Dante drives us in the rental car to our next stop. Houston. We have been making numerous international deals, mainly between Canada and Mexico. Mexico is easy; Canada is a hard country to smuggle drugs into, so we decided to expand our operations in Mexico.

“Dude, just fucking call her,” Dante says.

“No. Fuck her.”

“Obviously, you want to. That’s why you can’t stop grinding your fucking teeth.”

I glare at him.

“Or just call Varek. Make sure she’s good if you’re worried about your sleazy cousin.”

My fists tighten at my sides. Varek is sleazy, but I know he will hold up his end of the deal. He’s a loyal guy. He won’ t lay a finger on her.

“Fine. As long as you shut the fuck up about it.”

“Deal,” Dante agrees.

I pull out my phone and call Varek. It rings a few times before he answers.

“What’s up Cuz?”

“Cut the shit, Varek. How is she?”

“She’s a fucking bitch.”

My jaw clenches.

“How is she?” I try to ask calmly behind my rising anger.

“She’s fine. She’s sleeping. Again.”

I let out a breath. Relief trickles its way into my veins.

“Okay. Call me if shit goes sideways. I’ll see you Saturday.”

“See you then, Cuz,” he says, and the line goes dead.

I look out the window, and Dante breaks the silence.

“She good?”

“Yeah.”

“You sure?” The hairs on the back of my neck rise at his question. Varek said she’s good. She is fine.

“Yeah.”

He nods. I stare out the window and wonder how the fuck I will be able to have a clear head until Saturday. It’s only Tuesday, and I’m about to lose my fucking mind. Hopefully, tonight goes smoothly. I can’t have her clouding my judgment more than she already is.

* * *

I sit in my hotel, pacing the room. Why the fuck am I so on edge today?

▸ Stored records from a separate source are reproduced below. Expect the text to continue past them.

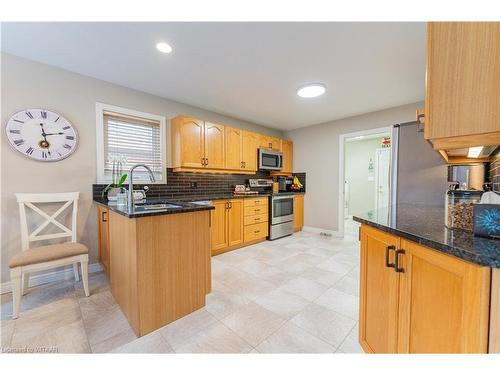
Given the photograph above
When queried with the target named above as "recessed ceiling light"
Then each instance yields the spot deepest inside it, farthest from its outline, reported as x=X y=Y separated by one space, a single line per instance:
x=474 y=152
x=311 y=91
x=163 y=47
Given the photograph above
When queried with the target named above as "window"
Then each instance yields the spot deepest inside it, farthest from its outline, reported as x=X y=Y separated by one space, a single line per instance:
x=133 y=138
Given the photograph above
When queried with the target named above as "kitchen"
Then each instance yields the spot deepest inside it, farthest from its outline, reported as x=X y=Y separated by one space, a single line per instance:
x=205 y=232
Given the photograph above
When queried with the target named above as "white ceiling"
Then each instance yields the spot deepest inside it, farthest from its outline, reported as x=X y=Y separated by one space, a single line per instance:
x=249 y=71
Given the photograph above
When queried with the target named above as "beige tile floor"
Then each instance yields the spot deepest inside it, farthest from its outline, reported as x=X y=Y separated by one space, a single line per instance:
x=294 y=295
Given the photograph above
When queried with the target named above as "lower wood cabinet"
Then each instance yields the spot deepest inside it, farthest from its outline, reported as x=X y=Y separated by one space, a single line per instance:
x=298 y=212
x=236 y=222
x=227 y=224
x=103 y=238
x=414 y=299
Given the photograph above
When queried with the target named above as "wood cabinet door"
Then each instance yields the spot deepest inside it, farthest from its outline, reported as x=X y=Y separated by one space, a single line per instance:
x=214 y=146
x=379 y=285
x=463 y=65
x=235 y=222
x=192 y=139
x=219 y=225
x=234 y=148
x=298 y=212
x=103 y=239
x=287 y=149
x=443 y=303
x=251 y=144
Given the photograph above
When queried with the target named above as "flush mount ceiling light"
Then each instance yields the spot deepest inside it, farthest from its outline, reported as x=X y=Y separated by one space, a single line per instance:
x=163 y=47
x=312 y=90
x=474 y=152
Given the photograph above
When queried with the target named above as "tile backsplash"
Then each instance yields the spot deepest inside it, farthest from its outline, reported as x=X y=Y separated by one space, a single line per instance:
x=494 y=170
x=187 y=184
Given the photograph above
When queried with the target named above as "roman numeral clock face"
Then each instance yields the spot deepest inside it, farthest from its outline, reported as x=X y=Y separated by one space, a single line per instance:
x=41 y=134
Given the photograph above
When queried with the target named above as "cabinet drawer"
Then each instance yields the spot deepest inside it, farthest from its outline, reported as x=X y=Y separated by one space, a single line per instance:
x=254 y=202
x=255 y=210
x=255 y=232
x=255 y=219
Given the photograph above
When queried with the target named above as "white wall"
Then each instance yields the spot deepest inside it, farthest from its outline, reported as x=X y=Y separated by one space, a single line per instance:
x=316 y=151
x=28 y=84
x=361 y=187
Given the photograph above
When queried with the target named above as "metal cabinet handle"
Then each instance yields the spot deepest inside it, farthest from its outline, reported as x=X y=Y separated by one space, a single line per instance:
x=396 y=261
x=387 y=254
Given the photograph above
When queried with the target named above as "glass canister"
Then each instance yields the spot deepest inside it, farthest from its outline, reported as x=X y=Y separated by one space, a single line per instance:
x=459 y=212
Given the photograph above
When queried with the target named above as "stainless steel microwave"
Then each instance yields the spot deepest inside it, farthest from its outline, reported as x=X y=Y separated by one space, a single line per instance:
x=270 y=160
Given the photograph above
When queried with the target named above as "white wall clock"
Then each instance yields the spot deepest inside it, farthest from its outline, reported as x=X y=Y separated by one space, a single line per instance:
x=42 y=134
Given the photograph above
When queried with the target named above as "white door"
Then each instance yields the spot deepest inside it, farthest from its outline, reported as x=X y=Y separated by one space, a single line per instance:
x=382 y=173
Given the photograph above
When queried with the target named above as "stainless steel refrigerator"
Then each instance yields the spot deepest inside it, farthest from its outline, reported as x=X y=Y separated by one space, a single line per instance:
x=418 y=172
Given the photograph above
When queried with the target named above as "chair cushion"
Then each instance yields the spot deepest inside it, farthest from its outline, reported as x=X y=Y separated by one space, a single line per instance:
x=47 y=253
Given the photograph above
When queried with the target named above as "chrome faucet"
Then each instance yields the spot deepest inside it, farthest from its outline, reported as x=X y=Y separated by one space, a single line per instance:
x=131 y=183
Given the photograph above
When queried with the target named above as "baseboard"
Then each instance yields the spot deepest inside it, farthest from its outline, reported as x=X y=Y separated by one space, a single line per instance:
x=332 y=233
x=49 y=277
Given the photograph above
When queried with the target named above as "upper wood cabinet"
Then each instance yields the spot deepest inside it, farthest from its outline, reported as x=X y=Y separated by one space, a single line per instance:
x=234 y=148
x=199 y=146
x=214 y=146
x=423 y=301
x=462 y=104
x=273 y=143
x=287 y=149
x=250 y=146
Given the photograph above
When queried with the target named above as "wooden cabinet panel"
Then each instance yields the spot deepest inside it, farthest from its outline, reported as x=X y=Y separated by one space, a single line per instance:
x=256 y=231
x=214 y=146
x=463 y=74
x=235 y=222
x=253 y=202
x=234 y=148
x=249 y=150
x=287 y=149
x=443 y=303
x=298 y=212
x=267 y=141
x=189 y=138
x=379 y=287
x=256 y=210
x=219 y=225
x=103 y=238
x=255 y=219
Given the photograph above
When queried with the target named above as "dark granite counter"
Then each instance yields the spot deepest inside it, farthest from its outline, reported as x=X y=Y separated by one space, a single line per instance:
x=425 y=225
x=147 y=207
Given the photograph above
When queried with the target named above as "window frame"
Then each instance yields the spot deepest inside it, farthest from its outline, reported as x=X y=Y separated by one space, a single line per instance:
x=101 y=108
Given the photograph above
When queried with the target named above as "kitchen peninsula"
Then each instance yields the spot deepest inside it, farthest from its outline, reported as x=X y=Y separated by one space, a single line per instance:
x=425 y=288
x=159 y=260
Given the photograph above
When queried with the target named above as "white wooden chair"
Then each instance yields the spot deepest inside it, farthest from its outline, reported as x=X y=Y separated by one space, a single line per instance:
x=33 y=259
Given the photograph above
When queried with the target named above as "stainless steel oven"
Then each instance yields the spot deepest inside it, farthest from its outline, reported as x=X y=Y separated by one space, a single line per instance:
x=270 y=160
x=281 y=223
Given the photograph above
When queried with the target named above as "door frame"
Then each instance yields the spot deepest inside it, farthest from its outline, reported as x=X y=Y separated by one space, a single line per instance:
x=377 y=151
x=342 y=140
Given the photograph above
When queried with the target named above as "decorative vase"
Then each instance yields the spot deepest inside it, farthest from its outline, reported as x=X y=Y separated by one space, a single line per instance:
x=112 y=193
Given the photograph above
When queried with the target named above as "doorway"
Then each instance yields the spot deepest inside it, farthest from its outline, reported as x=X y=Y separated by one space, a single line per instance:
x=364 y=181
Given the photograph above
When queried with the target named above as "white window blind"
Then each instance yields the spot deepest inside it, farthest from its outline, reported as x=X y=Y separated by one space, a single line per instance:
x=134 y=140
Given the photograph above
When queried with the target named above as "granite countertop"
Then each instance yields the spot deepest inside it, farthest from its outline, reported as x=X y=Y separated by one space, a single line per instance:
x=425 y=225
x=183 y=201
x=139 y=211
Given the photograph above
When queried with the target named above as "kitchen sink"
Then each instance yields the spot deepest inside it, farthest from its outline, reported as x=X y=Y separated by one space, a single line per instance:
x=156 y=207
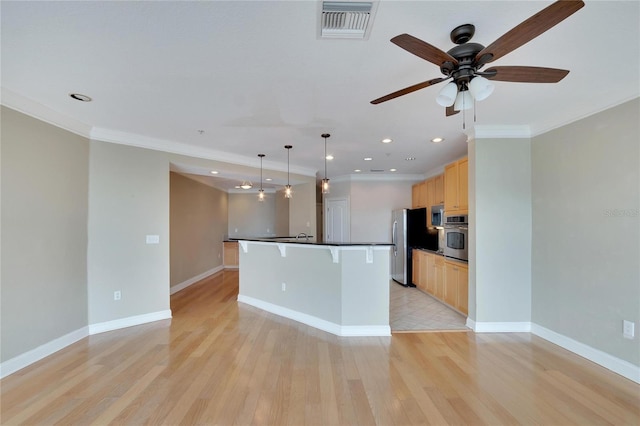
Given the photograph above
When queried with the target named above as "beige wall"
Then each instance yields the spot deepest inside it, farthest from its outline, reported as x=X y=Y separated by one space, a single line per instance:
x=249 y=217
x=500 y=217
x=128 y=200
x=198 y=223
x=282 y=214
x=586 y=230
x=302 y=209
x=45 y=172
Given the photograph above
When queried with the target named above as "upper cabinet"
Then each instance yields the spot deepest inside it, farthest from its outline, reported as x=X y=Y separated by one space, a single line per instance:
x=428 y=193
x=456 y=187
x=419 y=196
x=438 y=196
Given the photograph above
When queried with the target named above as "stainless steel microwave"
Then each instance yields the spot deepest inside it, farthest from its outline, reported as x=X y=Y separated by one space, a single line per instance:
x=456 y=237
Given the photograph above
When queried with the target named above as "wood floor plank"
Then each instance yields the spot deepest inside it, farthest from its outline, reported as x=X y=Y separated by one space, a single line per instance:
x=220 y=362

I take a drink of my Absinthe and stare out into the city.

“You need to chill the fuck out,” Dante says as he lies back on the couch.

I don’t say anything. There is nothing to say. I’m driving myself crazy.

“I know you lost her once, but you won’t lose her again. She’s doing so much better, remember?” He tries to comfort me. Which is fucking weird. He never does that.

“Yeah. I know. I just hope Varek doesn’t fuck it all up.”

I down the rest of my drink before setting the glass down on the table.

“What do we have the rest of the week?” I ask.

“We have San Antonio, TX tomorrow, El Paso, TX Thursday, and Tucson, AZ on Friday. We will head back Saturday.” Dante looks at me as if I’m on the verge of a mental breakdown, and I am.

“Friday night. We leave Friday night,” I say.

Dante tilts his head to the side, studying me.

“Fine. Friday.”

I nod.

“Get out,” I snap.

He stands, raising his hands in the air above him.

“Don’t have to ask me twice, asshole,” he says as he leaves the room.

The door closes behind him, and I can be alone with my thoughts. Finally.

The only thing I don’t understand is my sudden urge to be around my little Siren all the time. I was fucking disgusted by her when I brought her back. Fucking whore.

Then yesterday morning in the bathroom, I remembered how great she feels. How great it feels when she trusts me. When she is loyal to me.

I ’m not fucking desperate, though. I will wait until Saturday to see her. Then I think it’s time to put her loyalty to the test. If she passes, maybe she will get some of that precious freedom she lusts for so badly.